Depuis le début des années 2020, et plus encore après les bouleversements économiques et géopolitiques liés à la pandémie, aux conflits armés et aux crises énergétiques, les grandes fortunes ont connu une croissance fulgurante. En 2025, la richesse des milliardaires a augmenté à un rythme trois fois supérieur à la moyenne des cinq années précédentes. Cette dynamique s’est accélérée dans un contexte de déréglementation économique, d’allègement fiscal pour les plus riches et d’affaiblissement des mécanismes de redistribution.
Aux Etats-Unis, l’élection de Donald Trump en 2024 a marqué un tournant emblématique. Les politiques favorables aux grandes entreprises et aux ultra-riches ont non seulement renforcé les inégalités internes, mais ont aussi eu des répercussions à l’échelle mondiale. L’exemple le plus frappant reste celui d’Elon Musk, devenu en 2025 la première personne à dépasser les 500 milliards de dollars de fortune personnelle.
L’enjeu n’est plus seulement économique, il est profondément politique. Les données internationales montrent une corrélation claire entre inégalités de richesse et érosion démocratique. Plus les écarts économiques se creusent, plus le pouvoir politique se concentre. Les milliardaires ne se contentent plus d’influencer les décisions publiques : ils financent des campagnes électorales, possèdent des médias, contrôlent des plateformes numériques et, dans de nombreux cas, accèdent directement aux plus hautes fonctions de l’Etat.
Aujourd’hui, les milliardaires ont des milliers de fois plus de chances d’occuper un poste politique qu’un citoyen ordinaire. Dans plusieurs pays, les gouvernements reflètent davantage les intérêts des élites économiques que ceux de la majorité de la population. Ce phénomène nourrit une crise de confiance profonde envers les institutions et alimente l’abstention électorale, le populisme et parfois l’autoritarisme.
Pendant que les fortunes explosent, la vie quotidienne devient de plus en plus difficile pour des milliards de personnes. Depuis 2020, la réduction de la pauvreté mondiale marque le pas, et dans certaines régions, notamment en Afrique, la pauvreté est de nouveau en hausse. L’inflation des prix alimentaires, la précarisation du travail et le recul des services publics frappent de plein fouet les classes populaires et moyennes.
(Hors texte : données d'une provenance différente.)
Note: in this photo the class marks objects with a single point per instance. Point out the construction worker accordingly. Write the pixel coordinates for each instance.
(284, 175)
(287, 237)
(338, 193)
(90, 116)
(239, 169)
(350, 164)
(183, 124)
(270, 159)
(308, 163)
Les femmes, les communautés racisées, les personnes en situation de handicap et les minorités sexuelles sont particulièrement touchées. Elles occupent majoritairement les emplois les plus précaires, assument l’essentiel du travail de soin non rémunéré et disposent de moins de ressources pour faire entendre leur voix dans l’espace public.
Face à la colère sociale provoquée par le coût de la vie et l’injustice fiscale, de nombreux gouvernements ont fait le choix de la répression plutôt que celui de la redistribution. Les manifestations contre l’austérité, la dette ou les hausses d’impôts ont souvent été accueillies par une violence policière accrue, des restrictions du droit de manifester et des atteintes à la liberté d’expression.
Dans ce contexte, les discours politiques tendent à désigner des boucs émissaires, notamment les migrant.es, accusé.es d’être responsables de la crise économique et sociale. Cette stratégie détourne l’attention de la véritable source des déséquilibres : l’extrême concentration des richesses et du pouvoir.
Pour Oxfam, la situation actuelle n’est pas une fatalité. Elle résulte de choix politiques précis, qui peuvent être remis en cause. L’organisation plaide pour une réduction radicale des inégalités économiques, à travers des systèmes fiscaux plus justes, une taxation effective des grandes fortunes, la régulation du lobbying et le renforcement de l’indépendance des médias.
Le rapport appelle également à bâtir le pouvoir politique du plus grand nombre. Une démocratie vivante suppose un espace civique protégé, des syndicats forts, une société civile active et des institutions capables de résister à l’influence démesurée de l’argent.
A travers le monde, des mouvements citoyens, des organisations syndicales et des collectifs locaux démontrent que la mobilisation peut porter ses fruits. Lorsque les populations s’organisent, votent, manifestent et exigent des comptes, elles peuvent contraindre les gouvernements à changer de cap.
Le choix est désormais clair : soit les sociétés acceptent le règne des ultra-riches et l’érosion progressive des libertés, soit elles s’engagent résolument en faveur de l’égalité, de la justice sociale et d’une démocratie réelle. Résister au pouvoir des milliardaires, c’est défendre la liberté de toutes et de tous.